Now, six is a bigger number than one, obviously, and it's big enough that it makes sense to do statistical significance tests on tables like this one, taken from Hart and Risley (2003):
Families' Language and Use Differ Across Income Groups | ||||||
Families |
||||||
13 Professional |
23 Working-class |
6 Welfare |
||||
Measures & Scores | Parent | Child | Parent | Child | Parent | Child |
Protest scorea | 41 | 31 | 14 | |||
Recorded vocabulary size |
2,176 | 1,116 | 1,498 | 749 | 974 | 525 |
Average utterances per hourb |
487 | 310 | 301 | 223 | 176 | 168 |
Average different words per hour |
382 | 297 | 251 | 216 | 167 | 149 |
a When we began the longitudinal study, we asked the parents to complete a vocabulary pretest. At the first observation each parent was asked to complete a form abstracted from the Peabody Picture Vocabulary Test (PPVT). We gave each parent a list of 46 vocabulary words and a series of pictures (four options per vocabulary word) and asked the parent to write beside each word the number of the picture that corresponded to the written word. Parent performance on the test was highly correlated with years of education (r = .57). | ||||||
b Parent utterances and different words were averaged over 13-36 months of child age. Child utterances and different words were averaged for the four observations when the children were 33-36 months old. |
But six should not be a big enough number to lay our concerns to rest. We wouldn't try to predict the results of a national election based on an in-depth survey of six people in one city. Should we make national educational policy based on a similarly small sample,even if the data comes from 2 1/2 years of monthly visits? Does a sample of children from six poor families in 1980's St.
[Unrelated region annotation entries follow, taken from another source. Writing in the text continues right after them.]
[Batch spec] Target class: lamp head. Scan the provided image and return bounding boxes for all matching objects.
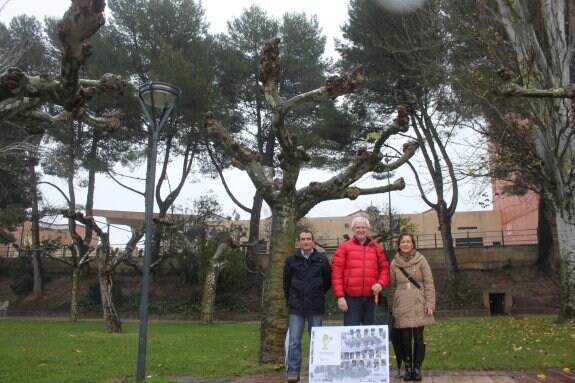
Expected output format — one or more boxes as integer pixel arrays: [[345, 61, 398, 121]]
[[138, 81, 182, 110], [138, 81, 182, 134]]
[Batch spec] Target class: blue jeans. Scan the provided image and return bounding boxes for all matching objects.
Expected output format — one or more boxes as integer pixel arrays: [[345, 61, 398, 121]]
[[287, 314, 322, 373], [343, 295, 375, 326]]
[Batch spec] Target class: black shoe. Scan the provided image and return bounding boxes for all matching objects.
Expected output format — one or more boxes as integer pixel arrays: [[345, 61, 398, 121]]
[[411, 363, 422, 382]]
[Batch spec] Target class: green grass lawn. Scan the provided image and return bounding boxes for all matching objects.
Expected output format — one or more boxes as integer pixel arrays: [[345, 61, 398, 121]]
[[0, 317, 575, 383]]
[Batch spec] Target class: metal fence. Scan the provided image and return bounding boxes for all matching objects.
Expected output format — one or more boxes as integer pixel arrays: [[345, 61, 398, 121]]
[[0, 229, 556, 257]]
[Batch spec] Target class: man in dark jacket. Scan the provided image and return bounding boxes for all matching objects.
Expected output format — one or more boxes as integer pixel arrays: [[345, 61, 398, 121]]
[[283, 230, 331, 383]]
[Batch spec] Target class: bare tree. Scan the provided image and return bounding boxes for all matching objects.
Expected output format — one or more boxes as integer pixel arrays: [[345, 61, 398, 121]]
[[492, 0, 575, 320], [205, 38, 417, 363]]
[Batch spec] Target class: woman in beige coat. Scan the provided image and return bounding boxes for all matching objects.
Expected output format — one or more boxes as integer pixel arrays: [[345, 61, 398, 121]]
[[389, 233, 435, 381]]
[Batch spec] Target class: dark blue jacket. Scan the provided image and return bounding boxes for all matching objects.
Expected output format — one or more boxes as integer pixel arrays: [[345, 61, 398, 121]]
[[283, 249, 331, 316]]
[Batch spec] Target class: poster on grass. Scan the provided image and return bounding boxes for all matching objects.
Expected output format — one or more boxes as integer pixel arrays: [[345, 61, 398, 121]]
[[309, 326, 390, 383]]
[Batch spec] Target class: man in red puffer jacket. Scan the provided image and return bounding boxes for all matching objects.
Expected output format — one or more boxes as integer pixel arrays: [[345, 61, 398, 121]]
[[331, 217, 389, 326]]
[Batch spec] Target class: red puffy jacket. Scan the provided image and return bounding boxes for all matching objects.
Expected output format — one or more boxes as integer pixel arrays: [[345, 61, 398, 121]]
[[331, 238, 389, 298]]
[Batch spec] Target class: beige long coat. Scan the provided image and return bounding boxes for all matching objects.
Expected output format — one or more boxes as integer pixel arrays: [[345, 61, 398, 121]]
[[389, 252, 435, 328]]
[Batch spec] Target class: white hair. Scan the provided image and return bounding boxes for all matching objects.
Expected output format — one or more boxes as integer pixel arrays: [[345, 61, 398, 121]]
[[351, 216, 371, 229]]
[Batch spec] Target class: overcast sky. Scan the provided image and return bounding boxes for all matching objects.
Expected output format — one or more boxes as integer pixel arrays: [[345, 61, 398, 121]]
[[0, 0, 490, 244]]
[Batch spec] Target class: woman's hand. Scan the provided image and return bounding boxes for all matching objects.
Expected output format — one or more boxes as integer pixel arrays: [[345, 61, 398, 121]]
[[337, 297, 347, 313]]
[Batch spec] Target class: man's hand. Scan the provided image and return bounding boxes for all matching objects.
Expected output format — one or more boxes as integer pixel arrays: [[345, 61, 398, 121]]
[[337, 297, 347, 313]]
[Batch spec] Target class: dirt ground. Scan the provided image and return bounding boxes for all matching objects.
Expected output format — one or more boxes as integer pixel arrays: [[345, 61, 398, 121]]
[[0, 267, 559, 315]]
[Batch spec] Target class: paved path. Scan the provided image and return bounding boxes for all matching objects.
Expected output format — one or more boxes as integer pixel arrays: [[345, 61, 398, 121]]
[[171, 370, 575, 383]]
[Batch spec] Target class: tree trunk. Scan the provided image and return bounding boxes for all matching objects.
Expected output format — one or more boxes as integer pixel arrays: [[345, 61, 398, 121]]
[[556, 211, 575, 321], [437, 201, 460, 286], [98, 247, 122, 334], [200, 242, 230, 324], [537, 194, 555, 274], [70, 266, 80, 322], [260, 199, 297, 364]]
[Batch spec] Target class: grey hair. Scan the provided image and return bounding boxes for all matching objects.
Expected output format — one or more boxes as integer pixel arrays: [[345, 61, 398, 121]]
[[351, 216, 371, 229]]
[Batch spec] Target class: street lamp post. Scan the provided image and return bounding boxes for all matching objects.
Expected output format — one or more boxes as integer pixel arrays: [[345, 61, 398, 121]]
[[385, 156, 393, 237], [136, 81, 181, 382]]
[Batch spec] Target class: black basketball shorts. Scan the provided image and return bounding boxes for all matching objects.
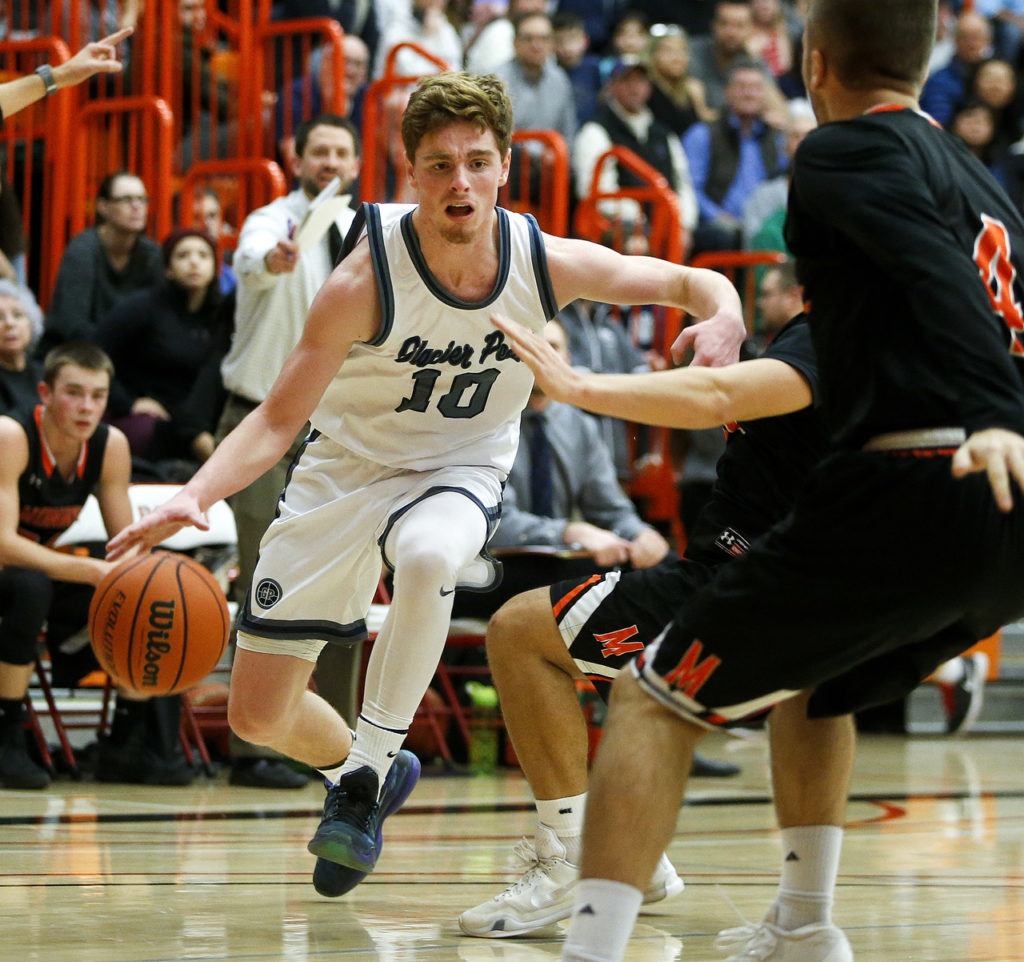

Louis, as observed in a monthly visit from researchers with recording equipment, gives a meaningful picture of the experience of the millions of people that Tough's article takes them to represent? In particular, it's not clear how to reconcile this picture of monetary poverty engendering linguistic poverty with the central role that "lower SES" people have always played in American linguistic creativity.
This is not a criticism of Hart and Risley, who did a marvelous piece of research. But I think that it amounts to a criticism of several related scientific disciplines, including my own. More than a decade after Hart and Risley's first publication, the "future studies" that they "depend on to refine [their] estimate" are mostly still just as hypothetical as ever.
[Update -- Mark McConville writes:
I remember the Guardian's Polly Toynbee using this research three years ago to argue for non-selective education -- "We can break the vice of the great unmentionable", 1/2/2004.
I'm not sure to what extent she has misrepresented the sample size though:"Meaningful Differences in the Everyday Experience of Young American Children is one of the most thorough studies ever conducted."
"There is no room here to do justice to this epic analysis, but no one could fail to be convinced by it."She didn't mention it was based on just "six poor families in 1980's St. Louis" :-)
Well, it was indeed an "epic analysis", especially for its time -- they collected 42*2.5*12 = 1,260 hours of recordings, transcribed and coded them in many ways, and then followed the same kids through their subsequent career in school, and cross-correlated everything with everything, more or less. That doesn't change the fact that the "welfare" group, whose kids are at greatest risk of low achievement in school, was N=6.]